La primera película que vio aquel verano, sola en medio de la sala, fue "La novia de Frankenstein". Karloff, de nuevo, eternamente, el monstruo, buscaba su felicidad; como cualquier mortal. Era la sonrisa del monstruo lo que más le gustaba a Ángela, ver sonreir a ese ser desgraciado y condenado a la soledad. Esos últimos pasos cuando le prometen a su novia, esa esperanza contenida.

—¡Quiero más! —le gritó a Toni, nada más terminar la película.

—Mañana —contestó desde su garita—, tengo que traer algunas latas del almacén.

Y así el Capitol volvió a ser lo que en realidad siempre había sido, una pequeña y confortable máquina de sueños. Cada mañana aquel verano volvió a brillar, bajo la luz del proyector, la magia de la fantasía. Y así Drácula viajó a Londres, el doctor Jeckill luchó con Mr.Hyde bajo la cara imposible de Lon Chaney; unas hormigas gigantes pusieron a la humanidad en peligro mientras un hombre de treinta pies de altura moría electrocutado. Todo proyectado sobre la vieja lona blanca y sobre la joven sonrisa de Ángela, que disfrutaba con cada pequeño fotograma.
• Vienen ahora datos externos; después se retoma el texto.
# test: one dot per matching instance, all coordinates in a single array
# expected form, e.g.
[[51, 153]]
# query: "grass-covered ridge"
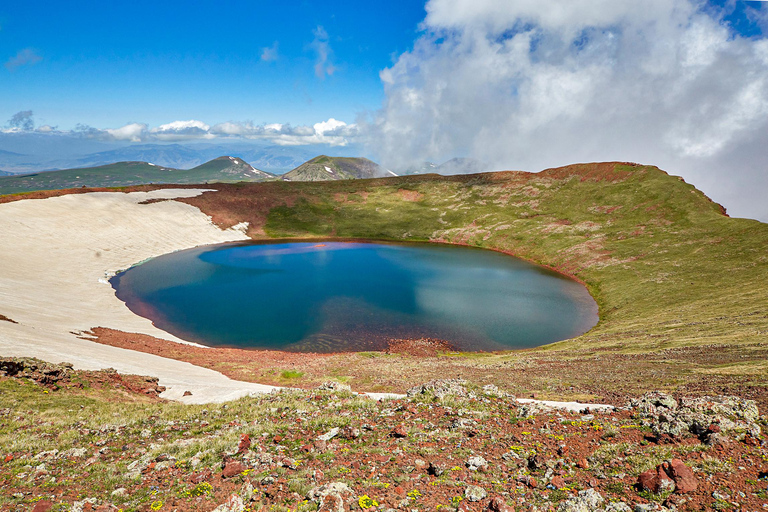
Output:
[[223, 169], [665, 264]]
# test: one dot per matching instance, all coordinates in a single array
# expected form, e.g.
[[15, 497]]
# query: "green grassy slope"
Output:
[[665, 265], [222, 169], [328, 168]]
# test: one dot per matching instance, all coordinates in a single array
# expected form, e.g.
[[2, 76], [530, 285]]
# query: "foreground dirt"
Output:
[[603, 376], [448, 446]]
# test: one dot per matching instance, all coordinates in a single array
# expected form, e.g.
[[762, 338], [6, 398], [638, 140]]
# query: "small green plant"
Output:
[[415, 494], [201, 489], [367, 502], [557, 496], [652, 496]]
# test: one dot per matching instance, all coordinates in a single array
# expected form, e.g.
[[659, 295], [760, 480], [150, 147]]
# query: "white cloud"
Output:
[[529, 84], [269, 53], [25, 57], [133, 132], [323, 62], [182, 130]]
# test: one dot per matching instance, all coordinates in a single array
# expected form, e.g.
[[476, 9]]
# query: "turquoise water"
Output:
[[341, 296]]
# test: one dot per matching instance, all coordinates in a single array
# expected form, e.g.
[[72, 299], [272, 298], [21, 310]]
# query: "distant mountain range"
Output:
[[328, 168], [222, 169], [28, 153]]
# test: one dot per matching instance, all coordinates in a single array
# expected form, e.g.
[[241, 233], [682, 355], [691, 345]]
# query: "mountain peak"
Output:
[[329, 168]]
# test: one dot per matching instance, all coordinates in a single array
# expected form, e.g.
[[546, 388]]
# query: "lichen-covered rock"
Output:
[[441, 388], [233, 504], [685, 480], [618, 506], [491, 390], [656, 481], [334, 386], [703, 416], [474, 493], [476, 462], [339, 488], [586, 501]]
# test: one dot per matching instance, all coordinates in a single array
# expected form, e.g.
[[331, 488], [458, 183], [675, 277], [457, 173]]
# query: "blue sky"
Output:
[[106, 64], [518, 84]]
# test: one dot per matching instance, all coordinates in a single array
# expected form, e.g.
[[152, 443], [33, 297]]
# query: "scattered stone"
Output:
[[491, 390], [331, 503], [232, 468], [558, 482], [586, 501], [441, 388], [656, 481], [476, 462], [42, 506], [233, 504], [672, 475], [329, 435], [497, 504], [339, 488], [349, 432], [529, 481], [81, 506], [435, 469], [685, 480], [244, 444], [399, 431], [74, 453], [334, 386], [474, 493], [704, 416], [247, 491]]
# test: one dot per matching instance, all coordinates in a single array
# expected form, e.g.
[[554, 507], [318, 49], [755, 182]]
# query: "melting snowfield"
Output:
[[55, 257]]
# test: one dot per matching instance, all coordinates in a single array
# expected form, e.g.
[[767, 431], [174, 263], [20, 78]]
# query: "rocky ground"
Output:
[[447, 445], [587, 375]]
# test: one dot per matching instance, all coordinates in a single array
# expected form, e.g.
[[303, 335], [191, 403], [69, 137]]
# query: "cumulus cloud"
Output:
[[21, 122], [25, 57], [331, 132], [531, 84], [269, 53], [182, 130], [133, 132], [323, 62]]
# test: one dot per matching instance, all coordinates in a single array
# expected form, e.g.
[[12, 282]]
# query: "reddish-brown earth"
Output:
[[607, 377]]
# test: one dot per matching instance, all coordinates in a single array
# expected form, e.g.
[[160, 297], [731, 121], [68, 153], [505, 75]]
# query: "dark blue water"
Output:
[[337, 296]]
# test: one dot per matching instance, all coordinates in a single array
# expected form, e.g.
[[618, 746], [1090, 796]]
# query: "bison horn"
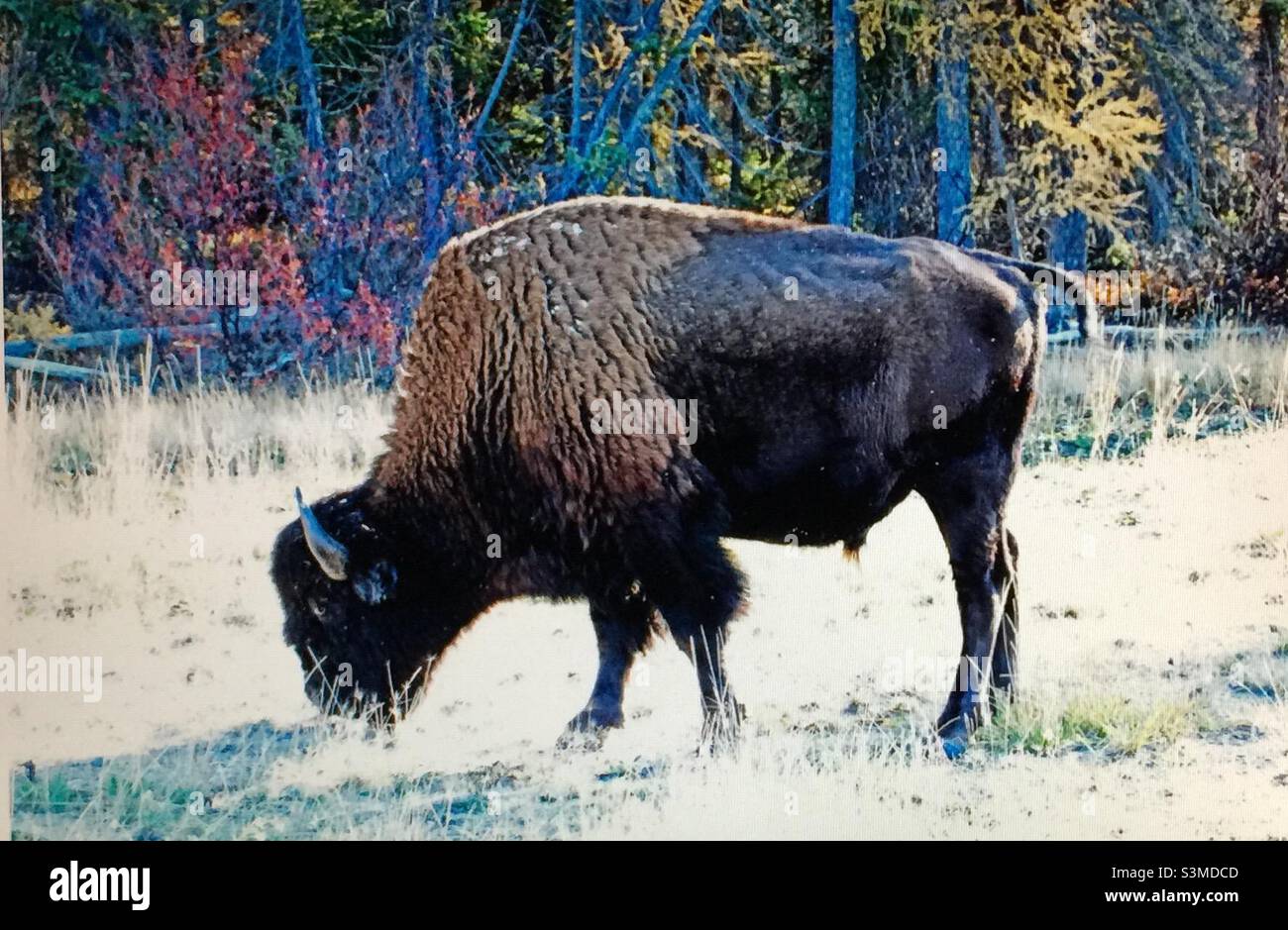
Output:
[[329, 552]]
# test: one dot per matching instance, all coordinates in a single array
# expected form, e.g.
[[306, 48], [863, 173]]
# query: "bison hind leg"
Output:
[[623, 625], [695, 583]]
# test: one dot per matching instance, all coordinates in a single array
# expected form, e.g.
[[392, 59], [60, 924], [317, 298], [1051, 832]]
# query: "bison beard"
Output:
[[833, 373]]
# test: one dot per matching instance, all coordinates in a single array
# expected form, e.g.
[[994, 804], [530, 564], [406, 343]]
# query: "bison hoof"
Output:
[[588, 729], [720, 727], [954, 737]]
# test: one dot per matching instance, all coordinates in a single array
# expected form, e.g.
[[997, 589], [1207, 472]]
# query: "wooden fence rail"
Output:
[[107, 339], [17, 355]]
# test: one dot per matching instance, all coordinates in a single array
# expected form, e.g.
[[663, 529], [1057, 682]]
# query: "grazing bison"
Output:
[[828, 373]]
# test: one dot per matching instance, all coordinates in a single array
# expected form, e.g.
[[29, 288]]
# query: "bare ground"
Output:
[[1154, 622]]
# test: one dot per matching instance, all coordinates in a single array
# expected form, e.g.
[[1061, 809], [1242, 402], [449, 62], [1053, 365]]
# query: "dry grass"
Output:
[[1154, 582]]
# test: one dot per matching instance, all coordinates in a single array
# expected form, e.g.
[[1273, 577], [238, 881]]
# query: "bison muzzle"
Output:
[[831, 373]]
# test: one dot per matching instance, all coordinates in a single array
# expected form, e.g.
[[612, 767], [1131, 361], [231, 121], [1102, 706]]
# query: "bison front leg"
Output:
[[967, 497], [622, 629]]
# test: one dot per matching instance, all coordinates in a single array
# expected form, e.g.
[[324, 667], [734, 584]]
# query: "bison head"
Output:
[[364, 622]]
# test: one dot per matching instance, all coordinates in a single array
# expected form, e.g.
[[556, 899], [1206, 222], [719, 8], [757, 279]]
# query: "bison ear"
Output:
[[376, 585]]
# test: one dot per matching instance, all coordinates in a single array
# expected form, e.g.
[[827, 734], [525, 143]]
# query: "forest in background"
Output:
[[334, 146]]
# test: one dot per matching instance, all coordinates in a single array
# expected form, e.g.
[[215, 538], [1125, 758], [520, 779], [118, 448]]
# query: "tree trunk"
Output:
[[840, 185], [952, 123]]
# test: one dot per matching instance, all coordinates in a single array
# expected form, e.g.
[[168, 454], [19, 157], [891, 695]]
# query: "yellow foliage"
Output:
[[37, 322]]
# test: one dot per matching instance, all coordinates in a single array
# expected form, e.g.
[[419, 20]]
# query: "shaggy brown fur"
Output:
[[832, 373]]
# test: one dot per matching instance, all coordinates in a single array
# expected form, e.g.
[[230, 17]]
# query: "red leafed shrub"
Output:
[[191, 169]]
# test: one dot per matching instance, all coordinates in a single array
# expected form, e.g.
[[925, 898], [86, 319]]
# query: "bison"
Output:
[[829, 375]]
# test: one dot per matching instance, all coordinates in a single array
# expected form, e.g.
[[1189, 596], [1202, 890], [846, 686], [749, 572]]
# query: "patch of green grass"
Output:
[[1103, 724]]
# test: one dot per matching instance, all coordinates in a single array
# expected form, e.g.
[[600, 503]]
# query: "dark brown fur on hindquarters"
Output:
[[832, 375]]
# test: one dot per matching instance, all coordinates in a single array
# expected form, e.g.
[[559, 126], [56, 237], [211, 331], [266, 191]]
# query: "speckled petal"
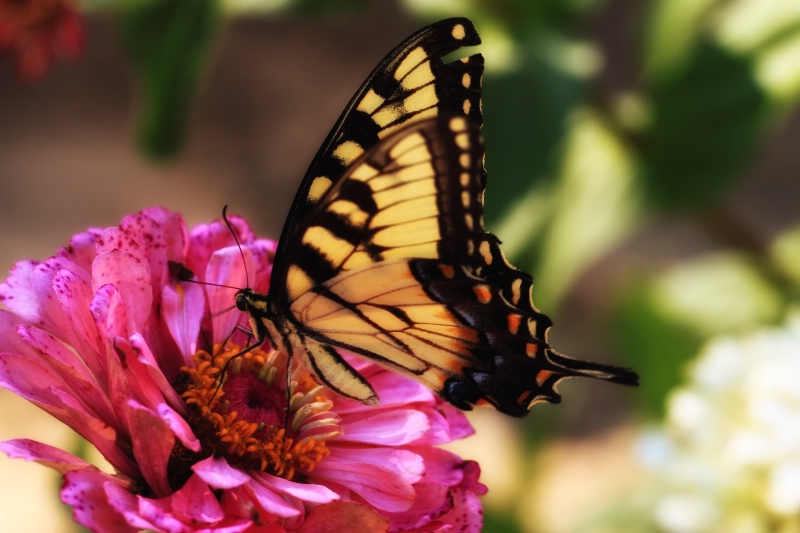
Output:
[[94, 501]]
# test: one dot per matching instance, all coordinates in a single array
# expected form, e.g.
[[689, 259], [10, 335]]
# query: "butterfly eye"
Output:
[[241, 302]]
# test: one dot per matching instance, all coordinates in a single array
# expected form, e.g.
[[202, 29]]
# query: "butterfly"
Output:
[[384, 253]]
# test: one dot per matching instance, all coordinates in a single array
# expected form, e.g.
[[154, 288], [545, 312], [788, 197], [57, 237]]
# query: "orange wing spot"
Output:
[[514, 321], [543, 376], [483, 293], [447, 270]]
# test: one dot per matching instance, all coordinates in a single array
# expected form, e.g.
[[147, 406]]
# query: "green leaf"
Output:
[[663, 321], [593, 204], [706, 124], [168, 42]]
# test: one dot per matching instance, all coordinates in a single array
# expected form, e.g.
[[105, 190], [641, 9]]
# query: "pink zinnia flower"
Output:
[[107, 337]]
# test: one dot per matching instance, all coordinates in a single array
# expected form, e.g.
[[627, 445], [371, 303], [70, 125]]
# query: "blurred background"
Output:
[[643, 165]]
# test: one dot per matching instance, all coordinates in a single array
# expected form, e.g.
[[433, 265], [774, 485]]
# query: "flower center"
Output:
[[239, 408]]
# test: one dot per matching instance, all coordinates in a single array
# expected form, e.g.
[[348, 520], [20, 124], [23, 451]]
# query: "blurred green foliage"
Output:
[[168, 42]]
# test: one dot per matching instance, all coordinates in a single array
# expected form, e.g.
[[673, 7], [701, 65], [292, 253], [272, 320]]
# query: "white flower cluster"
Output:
[[728, 456]]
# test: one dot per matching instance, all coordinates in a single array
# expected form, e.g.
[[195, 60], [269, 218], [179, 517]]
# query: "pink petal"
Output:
[[73, 376], [219, 474], [81, 251], [378, 485], [385, 427], [306, 492], [74, 296], [10, 341], [441, 466], [28, 377], [183, 309], [195, 503], [109, 313], [466, 514], [91, 495], [50, 456], [152, 445], [271, 503], [433, 501], [180, 427], [343, 517], [53, 317], [131, 278], [408, 465], [18, 295], [205, 239], [149, 373], [225, 267]]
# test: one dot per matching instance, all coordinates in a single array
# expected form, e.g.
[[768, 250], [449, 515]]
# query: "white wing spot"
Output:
[[486, 252]]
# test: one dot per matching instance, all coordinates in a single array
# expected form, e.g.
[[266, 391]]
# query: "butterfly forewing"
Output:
[[421, 287], [411, 84], [385, 255]]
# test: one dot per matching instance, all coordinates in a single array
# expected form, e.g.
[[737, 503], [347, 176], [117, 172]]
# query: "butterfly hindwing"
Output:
[[422, 287], [385, 255]]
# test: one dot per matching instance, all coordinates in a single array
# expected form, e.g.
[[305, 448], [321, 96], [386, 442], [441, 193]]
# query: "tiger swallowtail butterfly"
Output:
[[384, 253]]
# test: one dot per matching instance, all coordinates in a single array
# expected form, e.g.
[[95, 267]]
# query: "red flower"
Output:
[[33, 32]]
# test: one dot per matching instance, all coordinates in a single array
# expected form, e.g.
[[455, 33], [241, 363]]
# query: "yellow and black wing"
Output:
[[410, 84], [385, 254], [413, 280]]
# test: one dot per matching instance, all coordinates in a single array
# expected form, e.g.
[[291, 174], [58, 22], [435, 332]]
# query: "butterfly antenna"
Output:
[[236, 238]]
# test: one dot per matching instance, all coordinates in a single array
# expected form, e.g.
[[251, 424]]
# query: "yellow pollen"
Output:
[[263, 443]]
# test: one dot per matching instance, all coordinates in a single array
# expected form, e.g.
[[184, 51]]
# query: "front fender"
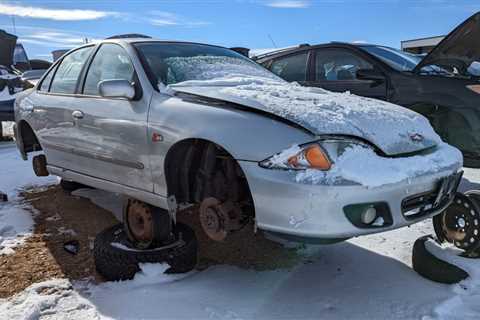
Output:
[[245, 135]]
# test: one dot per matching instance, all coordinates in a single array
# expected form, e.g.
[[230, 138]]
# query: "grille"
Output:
[[419, 205]]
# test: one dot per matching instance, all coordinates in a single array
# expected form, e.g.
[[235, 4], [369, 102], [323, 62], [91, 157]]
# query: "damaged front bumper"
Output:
[[330, 213]]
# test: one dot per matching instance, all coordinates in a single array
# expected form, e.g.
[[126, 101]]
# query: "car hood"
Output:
[[393, 129], [459, 49], [7, 47]]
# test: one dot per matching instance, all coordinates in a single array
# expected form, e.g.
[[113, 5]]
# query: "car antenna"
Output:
[[271, 39]]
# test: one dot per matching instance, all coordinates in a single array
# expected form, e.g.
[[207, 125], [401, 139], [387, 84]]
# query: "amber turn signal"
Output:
[[311, 157], [317, 158]]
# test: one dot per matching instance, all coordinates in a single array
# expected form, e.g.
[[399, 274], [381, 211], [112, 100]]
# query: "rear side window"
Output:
[[291, 68], [338, 65], [111, 62], [66, 76]]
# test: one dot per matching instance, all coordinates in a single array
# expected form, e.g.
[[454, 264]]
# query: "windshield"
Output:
[[197, 64], [399, 60]]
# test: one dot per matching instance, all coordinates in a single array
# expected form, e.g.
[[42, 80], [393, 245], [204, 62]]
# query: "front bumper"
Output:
[[307, 211]]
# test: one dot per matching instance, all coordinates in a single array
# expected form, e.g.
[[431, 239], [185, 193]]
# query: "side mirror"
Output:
[[117, 89], [370, 74]]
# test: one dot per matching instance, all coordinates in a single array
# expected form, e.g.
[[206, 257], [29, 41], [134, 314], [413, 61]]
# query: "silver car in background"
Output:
[[176, 124]]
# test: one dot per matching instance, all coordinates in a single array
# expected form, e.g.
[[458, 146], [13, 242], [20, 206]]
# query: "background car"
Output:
[[443, 85]]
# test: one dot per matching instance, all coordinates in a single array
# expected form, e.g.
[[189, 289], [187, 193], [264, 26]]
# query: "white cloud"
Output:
[[168, 19], [53, 14], [288, 4]]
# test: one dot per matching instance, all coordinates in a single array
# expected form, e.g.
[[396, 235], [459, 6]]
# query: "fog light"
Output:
[[369, 215]]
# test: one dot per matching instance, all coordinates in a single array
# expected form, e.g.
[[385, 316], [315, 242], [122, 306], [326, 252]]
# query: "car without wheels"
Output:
[[443, 85], [176, 124]]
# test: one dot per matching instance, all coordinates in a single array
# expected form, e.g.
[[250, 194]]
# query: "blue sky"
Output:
[[43, 26]]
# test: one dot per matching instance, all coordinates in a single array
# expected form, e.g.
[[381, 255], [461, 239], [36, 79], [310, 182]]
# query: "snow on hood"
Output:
[[393, 129], [362, 165]]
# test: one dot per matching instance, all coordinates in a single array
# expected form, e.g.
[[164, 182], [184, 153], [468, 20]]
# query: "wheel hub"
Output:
[[459, 224], [140, 222], [214, 219]]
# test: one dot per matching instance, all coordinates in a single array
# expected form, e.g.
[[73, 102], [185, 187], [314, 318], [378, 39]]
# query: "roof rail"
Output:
[[129, 35], [263, 55]]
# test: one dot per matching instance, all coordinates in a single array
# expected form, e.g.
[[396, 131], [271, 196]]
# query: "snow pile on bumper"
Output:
[[360, 164]]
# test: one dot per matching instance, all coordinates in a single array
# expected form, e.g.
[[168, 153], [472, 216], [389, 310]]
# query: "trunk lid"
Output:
[[393, 129], [458, 50]]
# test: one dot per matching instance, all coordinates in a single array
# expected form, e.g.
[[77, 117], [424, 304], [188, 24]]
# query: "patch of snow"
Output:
[[16, 222], [54, 299], [464, 304]]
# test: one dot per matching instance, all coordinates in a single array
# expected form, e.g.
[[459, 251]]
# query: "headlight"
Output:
[[320, 155]]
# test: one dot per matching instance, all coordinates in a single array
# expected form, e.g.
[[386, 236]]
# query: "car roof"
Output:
[[302, 47], [129, 40]]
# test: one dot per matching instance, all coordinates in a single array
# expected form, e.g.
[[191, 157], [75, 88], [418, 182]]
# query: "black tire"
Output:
[[39, 164], [115, 263], [70, 186], [432, 268]]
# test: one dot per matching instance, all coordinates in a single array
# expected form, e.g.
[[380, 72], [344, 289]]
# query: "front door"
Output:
[[51, 106], [335, 70], [113, 131]]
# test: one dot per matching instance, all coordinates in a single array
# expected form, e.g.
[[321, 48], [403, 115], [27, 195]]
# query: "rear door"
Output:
[[112, 142], [335, 69]]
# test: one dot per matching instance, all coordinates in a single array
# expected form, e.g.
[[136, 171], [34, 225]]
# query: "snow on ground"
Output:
[[15, 217], [364, 278]]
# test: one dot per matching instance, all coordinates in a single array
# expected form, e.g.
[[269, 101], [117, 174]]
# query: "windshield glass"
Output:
[[399, 60], [197, 64]]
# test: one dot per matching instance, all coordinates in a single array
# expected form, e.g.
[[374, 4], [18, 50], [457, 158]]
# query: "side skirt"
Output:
[[148, 197]]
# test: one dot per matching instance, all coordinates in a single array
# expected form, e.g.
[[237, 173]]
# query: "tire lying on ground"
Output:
[[116, 259], [433, 268]]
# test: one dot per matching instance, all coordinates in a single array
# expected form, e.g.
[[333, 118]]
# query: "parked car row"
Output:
[[443, 85], [177, 124], [17, 73]]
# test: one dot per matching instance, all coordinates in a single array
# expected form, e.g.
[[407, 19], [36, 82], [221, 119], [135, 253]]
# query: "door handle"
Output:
[[77, 114]]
Un dia Toni bajó al patio de butacas con Ángela. Llevaba una lata de película, abollada y algo descolorida.

—Toma, Ángela. Un regalo.

—¿Para mí? ¿Qué es?

—Una copia de "Planeta Prohibido". La saqué ésta mañana del almacén.

—Pero no la puedo ver en casa…

—Quédatela. Seguro que algún dia puedes ponerla en otro cine.

La niña agarró la lata con dificultad.

—Hoy ya no podemos ver la película. Vienen a tasar el edificio.

Alguien dio las luces, arrancando la penumbra. Un cine iluminado parece un truco de mago desvelado. Sabes que existe, pero en realidad no quieres verlo tal y como es.

—Vamos, niña. Se acabó el verano.

Ángela siguió a Toni hasta la salida, llevándose con ella, como si estuvieran cosidos a su piel, los pequeños momentos de cada una de las películas que habían proyectado aquel verano. Antes de salir volvió la mirada hacia la pantalla, flanqueada por cortinas de terciopelo, donde la luz y las sombras habían creado otro mundo mucho mejor que el suyo. Fuera hacía sol. Y el mundo, sin previo aviso, volvió a verse en los tristes colores pálidos de la realidad.